Dopo la chiesa di Kafar Bir’em imbrattata con simboli fallici, dopo il convento di San Francesco sul monte Sion riempito di scritte blasfeme (come “Gesù figlio di p…”) e dopo le porte del monastero di Latrun incendiate dai coloni, ci troviamo ancora una volta a scrivere di cristiani perseguitati in Israele. Questa volta la violenza degli estremisti ebraici ha colpito il monastero di Beit Gemal, vicino Gerusalemme; diverse bombe molotov sono state lanciate contro l’edificio religioso, molto probabilmente da parte di gruppi pro-coloni.
Infatti, oltre alla violenza incendiaria, il monastero è stato anche oggetto di “price tag”, i graffiti con cui i fondamentalisti firmano le loro “prodezze”. L’ultima ondata di violenza anti-cristiana e anti-musulmana è la conseguenza del dibattito, all’interno dello scenario politico israeliano, sulla legittimità e legalità del sistema coloniale in Cisgiordania. Va ricordato che il Dipartimento di Stato Usa ha preso la decisione di considerare “terrorismo” la violenza dei coloni israeliani.

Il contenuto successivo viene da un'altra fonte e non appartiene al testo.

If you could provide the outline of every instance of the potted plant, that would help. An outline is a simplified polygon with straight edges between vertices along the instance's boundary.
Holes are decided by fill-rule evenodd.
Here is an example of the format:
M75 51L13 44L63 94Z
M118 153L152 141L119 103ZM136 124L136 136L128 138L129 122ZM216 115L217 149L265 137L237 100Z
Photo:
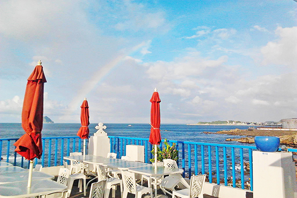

Gadi Gvaryahu dell’associazione Tag Meir ha dichiarato: “La profanazione del monastero è la continuazione diretta della profanazione di oltre 20 luoghi di culto, sia cristiani che musulmani, negli ultimi 3 anni. I responsabili delle price tag vogliono istigare odio tra i vari gruppi religiosi in Israele e spingerli a spargere sangue reciprocamente”.